Она села на диван, поставив перед ним стопку с гербом. Наливай, мол. Пришлось все же руки вытирать.
— Нет, причина другая. Будет общий сбор, как я и написал.
— Полицейские протоколы подпишем, чтобы из страны без проблем выпустили? — Боря кивнул. — И ты никому не расскажешь, что натворила Наташа?
— Ничего страшного она не сделала.
— Как это? Чужое взяла! Еще и документ, удостоверяющий личность… Это хуже, чем деньги украсть!
— Она уже раскаялась в содеянном, иначе не призналась бы тебе.
— Ты отдал паспорт Алие?
— Завтра в десять. — Он поднял свою стопку, чтобы чокнуться с Раей, и произнес традиционный тайский тост: — Чок дии!
— Что это значит?
— Пожелание удачи.
— Чок дии!
Она выпила ром легко, как воду. А он-то думал, будет морщиться. «Хон тонг» был резким напитком, совсем не женским. Марков чистым его сам не любил, перемешивал с соком, а не с энергетиком, как тайцы.
— Как твое расследование? — спросила Рая, закусив ром конфеткой. Она достала ее из сумки, потом еще несколько. На обертках была нарисована белочка. — Угощайся, — сказала она, подвинув к Боре конфеты.
— Сто лет не ел, поэтому
угощусь обязательно.— Тут вроде есть русские магазины?
— Да, но я в них не хожу. Там меня мучает ностальгия.
— Борь, а ты был женат? — спросила вдруг Рая.

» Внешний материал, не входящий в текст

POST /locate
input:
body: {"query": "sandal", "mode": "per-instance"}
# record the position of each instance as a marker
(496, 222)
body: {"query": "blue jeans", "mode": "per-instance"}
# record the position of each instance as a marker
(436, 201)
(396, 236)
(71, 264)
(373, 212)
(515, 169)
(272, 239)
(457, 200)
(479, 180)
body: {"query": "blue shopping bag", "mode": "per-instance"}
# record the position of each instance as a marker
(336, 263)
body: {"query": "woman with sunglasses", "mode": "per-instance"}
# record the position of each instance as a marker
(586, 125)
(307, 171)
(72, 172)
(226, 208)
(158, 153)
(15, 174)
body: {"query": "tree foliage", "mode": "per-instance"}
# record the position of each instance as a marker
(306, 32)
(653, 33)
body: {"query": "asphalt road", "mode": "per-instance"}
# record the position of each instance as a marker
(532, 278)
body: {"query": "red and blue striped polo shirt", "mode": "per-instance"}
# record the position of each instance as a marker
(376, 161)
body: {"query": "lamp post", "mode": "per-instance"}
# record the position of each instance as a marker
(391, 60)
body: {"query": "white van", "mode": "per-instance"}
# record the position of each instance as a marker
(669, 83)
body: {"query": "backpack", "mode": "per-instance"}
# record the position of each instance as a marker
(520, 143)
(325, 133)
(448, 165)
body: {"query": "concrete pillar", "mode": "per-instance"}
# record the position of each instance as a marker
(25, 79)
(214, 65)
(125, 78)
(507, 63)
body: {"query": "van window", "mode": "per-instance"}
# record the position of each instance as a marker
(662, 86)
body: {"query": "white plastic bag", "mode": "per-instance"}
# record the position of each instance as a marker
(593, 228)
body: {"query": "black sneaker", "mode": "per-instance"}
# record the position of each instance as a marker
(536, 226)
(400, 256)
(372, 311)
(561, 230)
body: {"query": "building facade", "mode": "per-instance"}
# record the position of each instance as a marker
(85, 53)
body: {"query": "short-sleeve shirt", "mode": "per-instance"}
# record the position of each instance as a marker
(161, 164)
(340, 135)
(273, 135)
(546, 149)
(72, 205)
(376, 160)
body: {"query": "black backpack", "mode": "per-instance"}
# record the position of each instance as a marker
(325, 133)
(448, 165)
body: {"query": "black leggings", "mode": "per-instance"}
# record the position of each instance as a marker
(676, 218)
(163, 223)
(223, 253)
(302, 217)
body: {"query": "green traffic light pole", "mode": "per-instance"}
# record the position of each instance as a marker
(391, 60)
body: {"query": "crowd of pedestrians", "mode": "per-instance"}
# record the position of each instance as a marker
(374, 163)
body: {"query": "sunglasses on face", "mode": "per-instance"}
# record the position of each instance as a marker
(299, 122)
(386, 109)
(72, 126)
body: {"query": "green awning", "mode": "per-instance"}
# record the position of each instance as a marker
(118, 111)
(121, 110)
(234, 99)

— Официально нет. Но у меня есть дочь. Или я тебе уже говорил об этом?
— Мне — нет.
— Значит, Маше. Точно, ей. — Марков налил еще рома им обоим. У него осталось одно не обглоданное ребро, но он уже не хотел его. Насытился так, что готов был лопнуть. — Ты музыку любишь? — спросил он.
— Очень. И пою хорошо.
— В караоке?
— Нет, я не хожу по заведениям. Мне домашние застолья нравятся, с песнями, плясками, анекдотами. Народные я пою. Русские, татарские, армянские. — Она подвинула к себе стопку. — А почему ты спросил про музыку?
— Хотел, чтобы ты плей-лист свой включила. Что сейчас в России слушают? У нас тут до сих пор «Руки вверх» и Шура.
— Ты просто по ресторанам с дискотекой не ходишь, — улыбнулась Рая. — В них российские новинки крутят.
— То есть ты ходишь?
— Заглянули с дочкой ради интереса в один клуб, но быстро ушли. — Она достала телефон, пробежала пальчиком по экрану. У нее были красивые руки: миниатюрные, гладкие, с нюдовым маникюром. Яркий Боре не нравился, казался хищным. Не ногти — когти окровавленные, как у хищной птицы. Ужас! — У меня лирика одна. Включать?
Он согласно кивнул. Сейчас рок слушать не хочется. А именно его Боря любил, не только «Короля и шута» и «Сектор газа», но и иностранцев. А вот шансон не мог терпеть. Даже хороший, того же Круга. В его песнях та же ложная романтика, как и в фильмах о ментах из Петербурга.
Зазвучала композиция неизвестного исполнителя с сочным мужским голосом. Текст — набор слов, часть из которых Борис не понимал, но мелодия неплохая и вокал приятный.
— Это кто?
— Холидейбой.
— Да, сильно я отстал, — хмыкнул Боря. — А Викдейбоя пока нет? Не для праздников, для будней? Или Мандейбоя? Кто-то должен любить понедельники.
— Наташа обожает этого парня.
— Он красавчик, да? — Он вспомнил портрет парня на пляжной сумке.
— Естественно. Обычных ребят она не замечает. В кого такая?
— Не в тебя разве?
— Намекаешь на мое короткое увлечение Валерой? Это был сбой программы. Но в этом есть часть твоей вины.
— Моей? — переспросил Марков и снова разлил ром. Сам он был трезвым, как стекло, поскольку очень плотно поел, а Рая немного захмелела, и это ей шло. Щечки у нее разрумянились, глаза заблестели, улыбка стала чаще появляться.
— Ты нас в храм Идущего Будды привез, лапши на уши навешал про его знаки, и после я упала на Валеру.
— И ты решила, что это боженька тебе пинка дал? — Марков развеселился. — Не зря же ногу от земли отрывал. Не идти собирался, а тебя отправлять в объятия мужчины мечты?
— Смешно тебе, — сокрушенно покачала головой она. — А женщины в это верят. Даже такие, как я, здравомыслящие.
Марков вспомнил Машу. Вот уж кто поверил ему, так это она. Но это и неплохо, наверное. Ребенка теперь родит. Почему-то Боря не сомневался в том, что зачатие произошло. Как говорят, чего хочет женщина, того хочет бог? Если так, то Маша точно забеременела. И, кажется, он догадывался от кого…
— Я, наверное, больше не буду ром, — сказала Рая после того, как выпила. На сей раз она передернулась.